By TraderVox.com
The political situation in Greece and the fears of financial stability of Italy and Spain were the major drivers of risk aversion. The political picture in Greece has become once again uncertain with fresh elections likely to be around early next month after talks between parties failed early this week. A care taker government has been appointed to take care of Greece for the time being. Speculations are running wild with Greek exit on the top of the agenda. In the wake of this uncertainty the Fitch rating agency has downgraded Greece to one notch below investment grade.
Europe saw further downgrades in Italy and Spain. Moody's Investor Service downgraded 26 Italian banks and 16 Spanish banks. This has led to a sharp rise in the bond yields of both the countries and is detrimental to the Spanish Prime Minister, Mariano Rajoy’s efforts of to cut the budget deficit and bring it down to the European Union acceptable levels.
The Euro is seeing a relief rally towards the close of the European session. The currency is currently on a corrective bullish move with the EUR/USD pair lurking around the 1.270 level. The slight bullish revival in the EUR/USD can be attributed to two reasons. First is the presence of a large number EUR/USD barrier options around the 1.26 level.

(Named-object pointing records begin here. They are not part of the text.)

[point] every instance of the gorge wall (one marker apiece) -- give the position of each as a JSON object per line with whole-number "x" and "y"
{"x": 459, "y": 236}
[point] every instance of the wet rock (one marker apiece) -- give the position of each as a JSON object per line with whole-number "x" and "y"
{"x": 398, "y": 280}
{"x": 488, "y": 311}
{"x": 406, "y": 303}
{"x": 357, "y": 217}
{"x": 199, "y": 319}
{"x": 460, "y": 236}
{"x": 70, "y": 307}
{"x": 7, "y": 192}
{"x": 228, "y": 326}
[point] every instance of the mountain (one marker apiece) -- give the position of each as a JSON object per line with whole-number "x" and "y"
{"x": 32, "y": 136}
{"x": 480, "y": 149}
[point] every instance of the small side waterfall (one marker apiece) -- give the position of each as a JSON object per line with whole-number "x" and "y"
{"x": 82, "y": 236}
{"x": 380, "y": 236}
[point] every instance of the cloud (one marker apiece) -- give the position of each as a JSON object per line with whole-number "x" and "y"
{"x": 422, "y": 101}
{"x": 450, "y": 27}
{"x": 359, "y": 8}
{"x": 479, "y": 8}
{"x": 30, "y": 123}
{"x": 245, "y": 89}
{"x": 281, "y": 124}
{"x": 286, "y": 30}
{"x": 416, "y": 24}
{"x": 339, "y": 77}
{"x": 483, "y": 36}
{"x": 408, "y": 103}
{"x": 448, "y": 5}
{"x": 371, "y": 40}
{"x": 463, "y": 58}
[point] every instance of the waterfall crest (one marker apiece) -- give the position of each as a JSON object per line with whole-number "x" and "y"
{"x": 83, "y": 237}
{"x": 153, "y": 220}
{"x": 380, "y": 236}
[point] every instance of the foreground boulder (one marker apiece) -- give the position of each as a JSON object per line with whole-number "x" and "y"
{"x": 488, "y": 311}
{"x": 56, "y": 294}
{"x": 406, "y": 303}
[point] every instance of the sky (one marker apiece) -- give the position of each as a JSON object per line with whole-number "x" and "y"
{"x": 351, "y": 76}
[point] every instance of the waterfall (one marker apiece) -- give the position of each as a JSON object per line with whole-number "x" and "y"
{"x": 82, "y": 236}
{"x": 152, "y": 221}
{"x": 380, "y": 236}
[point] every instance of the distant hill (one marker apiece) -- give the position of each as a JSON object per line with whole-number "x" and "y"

Another is the G8 summit this weekend in the US. This is a high risk event and is likely to cause major fluctuation when the markets open next week. So traders are closing out their positions before the weekend to account for this risk event.
The Euro bullish trend is weak and flat. However, the volatility is in favor of the bulls and this could drive the pair to 1.273 levels where it is likely to meet a strong resistance.